Vormalige Krankenschwestern, Uni-dozenten, Studenten oder Hausfrauen kämpfen in den Reihen der PDF. Etliche Rebellengruppen der 135 ethnischen Minderheiten bieten den Pdf-einheiten militärisches Grundtraining. So konnte zum Beispiel die zentrale Region Sagaing inzwischen fast völlig von demokratischen Kräften eingenommen werden. Die Junta soll nach Schätzungen aus Un-kreisen höchstens noch ein Viertel des Staatsgebiets voll kontrollieren.
Es war Suu Kyis Vater, General Aung San, der federführend Myanmars Unabhängigkeit von den Briten erkämpfte, kurz zuvor aber 1947 einem Attentat zum Opfer fiel. Zum 75. Jahrestag der Staatsgründung am 4. Januar dieses Jahres hatte Min Aung Hlaing eine Militärparade abgenommen
und etliche Auszeichnungen verliehen – darunter an den für seine Hasspredigten berüchtigten Mönch Ashin Wirathu und posthum an den ersten Militärdiktator Ne Win.
Es waren Akte eines Herrschers, dessen eigene Soldaten ihm oft nur aus Sorge um die eigenen
Familien die Treue halten. Noch hat die Junta aber zumindest am Himmel die klare Überlegenheit: Gerade für die Luftwaffe gibt es immer wieder Waffenkäufe im Ausland. Bombardements von Rebellenstellungen haben weitere Hunderttausende zu Binnenflüchtlingen gemacht. „Oppositionelle“Dörfer werden niedergebrannt, im September gab es gar einen Luftangriff auf eine Schule – sechs Kinder starben.
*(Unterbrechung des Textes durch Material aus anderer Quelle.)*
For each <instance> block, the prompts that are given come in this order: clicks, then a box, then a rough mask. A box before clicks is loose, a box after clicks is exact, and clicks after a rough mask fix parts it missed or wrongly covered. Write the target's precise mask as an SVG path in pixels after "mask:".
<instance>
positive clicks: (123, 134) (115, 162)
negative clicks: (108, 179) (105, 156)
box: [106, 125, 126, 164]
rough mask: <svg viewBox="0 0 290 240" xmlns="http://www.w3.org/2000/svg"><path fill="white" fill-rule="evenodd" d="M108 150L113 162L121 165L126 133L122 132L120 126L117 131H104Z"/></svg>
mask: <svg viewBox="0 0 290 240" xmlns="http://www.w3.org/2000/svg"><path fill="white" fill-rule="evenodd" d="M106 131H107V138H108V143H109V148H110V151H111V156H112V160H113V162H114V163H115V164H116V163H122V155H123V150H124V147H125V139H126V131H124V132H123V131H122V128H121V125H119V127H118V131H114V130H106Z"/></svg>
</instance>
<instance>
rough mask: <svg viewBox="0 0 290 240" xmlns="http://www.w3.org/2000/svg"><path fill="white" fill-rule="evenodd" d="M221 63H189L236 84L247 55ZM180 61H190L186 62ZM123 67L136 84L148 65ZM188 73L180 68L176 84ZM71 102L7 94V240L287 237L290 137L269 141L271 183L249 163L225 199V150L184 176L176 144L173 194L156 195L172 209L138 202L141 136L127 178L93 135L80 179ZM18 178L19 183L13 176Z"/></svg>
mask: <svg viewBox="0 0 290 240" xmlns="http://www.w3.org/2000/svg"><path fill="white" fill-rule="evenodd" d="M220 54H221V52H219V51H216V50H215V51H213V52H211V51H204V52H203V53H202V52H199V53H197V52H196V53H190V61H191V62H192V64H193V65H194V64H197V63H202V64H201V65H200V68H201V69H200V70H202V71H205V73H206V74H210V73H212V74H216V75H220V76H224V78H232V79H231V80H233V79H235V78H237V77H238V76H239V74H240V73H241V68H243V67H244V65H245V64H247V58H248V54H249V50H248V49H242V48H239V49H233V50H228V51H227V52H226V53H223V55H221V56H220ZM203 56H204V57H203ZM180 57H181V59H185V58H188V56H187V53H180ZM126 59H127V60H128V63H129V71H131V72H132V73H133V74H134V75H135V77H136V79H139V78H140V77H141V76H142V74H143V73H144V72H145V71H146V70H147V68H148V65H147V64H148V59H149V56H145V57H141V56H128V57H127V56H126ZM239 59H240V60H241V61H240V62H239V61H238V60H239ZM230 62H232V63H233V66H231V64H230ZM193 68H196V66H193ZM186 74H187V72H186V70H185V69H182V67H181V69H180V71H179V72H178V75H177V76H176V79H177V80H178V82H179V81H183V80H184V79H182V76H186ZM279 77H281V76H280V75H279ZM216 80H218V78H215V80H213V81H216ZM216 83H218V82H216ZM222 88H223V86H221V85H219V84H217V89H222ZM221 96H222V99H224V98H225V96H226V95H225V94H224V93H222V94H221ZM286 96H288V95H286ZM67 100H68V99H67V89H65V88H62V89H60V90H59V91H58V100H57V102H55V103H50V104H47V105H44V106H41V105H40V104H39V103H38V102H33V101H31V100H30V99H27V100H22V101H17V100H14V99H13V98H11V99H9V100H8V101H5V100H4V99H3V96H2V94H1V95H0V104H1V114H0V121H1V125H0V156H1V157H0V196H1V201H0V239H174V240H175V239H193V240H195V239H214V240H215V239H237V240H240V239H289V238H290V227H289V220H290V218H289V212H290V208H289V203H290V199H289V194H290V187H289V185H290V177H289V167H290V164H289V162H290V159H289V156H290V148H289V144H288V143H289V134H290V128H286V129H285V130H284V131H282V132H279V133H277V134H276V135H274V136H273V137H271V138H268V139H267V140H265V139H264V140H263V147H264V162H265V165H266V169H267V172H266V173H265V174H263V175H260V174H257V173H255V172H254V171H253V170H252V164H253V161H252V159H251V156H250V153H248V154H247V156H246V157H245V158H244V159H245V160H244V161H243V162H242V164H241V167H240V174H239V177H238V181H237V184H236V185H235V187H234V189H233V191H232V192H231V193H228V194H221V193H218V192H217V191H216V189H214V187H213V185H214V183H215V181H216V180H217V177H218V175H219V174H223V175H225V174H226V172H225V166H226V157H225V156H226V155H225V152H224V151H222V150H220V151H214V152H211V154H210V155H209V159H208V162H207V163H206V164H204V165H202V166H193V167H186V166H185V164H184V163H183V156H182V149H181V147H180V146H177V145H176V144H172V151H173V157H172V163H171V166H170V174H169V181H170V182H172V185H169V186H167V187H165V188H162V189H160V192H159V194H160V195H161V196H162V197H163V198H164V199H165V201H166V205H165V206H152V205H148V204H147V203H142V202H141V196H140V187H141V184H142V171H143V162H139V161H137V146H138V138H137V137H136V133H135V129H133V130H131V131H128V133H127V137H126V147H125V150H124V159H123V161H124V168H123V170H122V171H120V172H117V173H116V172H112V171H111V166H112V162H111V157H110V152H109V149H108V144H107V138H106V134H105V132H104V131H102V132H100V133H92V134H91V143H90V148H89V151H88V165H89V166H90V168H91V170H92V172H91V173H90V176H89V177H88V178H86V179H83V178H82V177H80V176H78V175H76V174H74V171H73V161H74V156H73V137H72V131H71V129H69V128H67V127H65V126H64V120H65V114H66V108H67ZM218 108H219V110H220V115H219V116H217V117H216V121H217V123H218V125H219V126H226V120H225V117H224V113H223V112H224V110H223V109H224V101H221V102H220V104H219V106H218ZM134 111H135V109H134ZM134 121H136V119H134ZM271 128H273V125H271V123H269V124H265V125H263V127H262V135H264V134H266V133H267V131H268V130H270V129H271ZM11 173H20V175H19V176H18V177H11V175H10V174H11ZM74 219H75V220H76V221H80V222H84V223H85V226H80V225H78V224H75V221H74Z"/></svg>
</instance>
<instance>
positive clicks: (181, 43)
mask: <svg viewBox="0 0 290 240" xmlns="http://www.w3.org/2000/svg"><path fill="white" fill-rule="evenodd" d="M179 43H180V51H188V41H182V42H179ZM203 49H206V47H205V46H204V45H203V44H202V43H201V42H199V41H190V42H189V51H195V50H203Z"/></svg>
Der Versuch der Junta, mehrere Rebellengruppen, die sich auf neue Friedensgespräche einließen, zum Schulterschluss gegen die PDF zu bewegen, schlug aber fehl. Derweil leiden nicht nur Schulen, Unis und Gesundheitssystem unter akutem Personalmangel, weil Beschäftigte untergetaucht sind oder in Haft sitzen.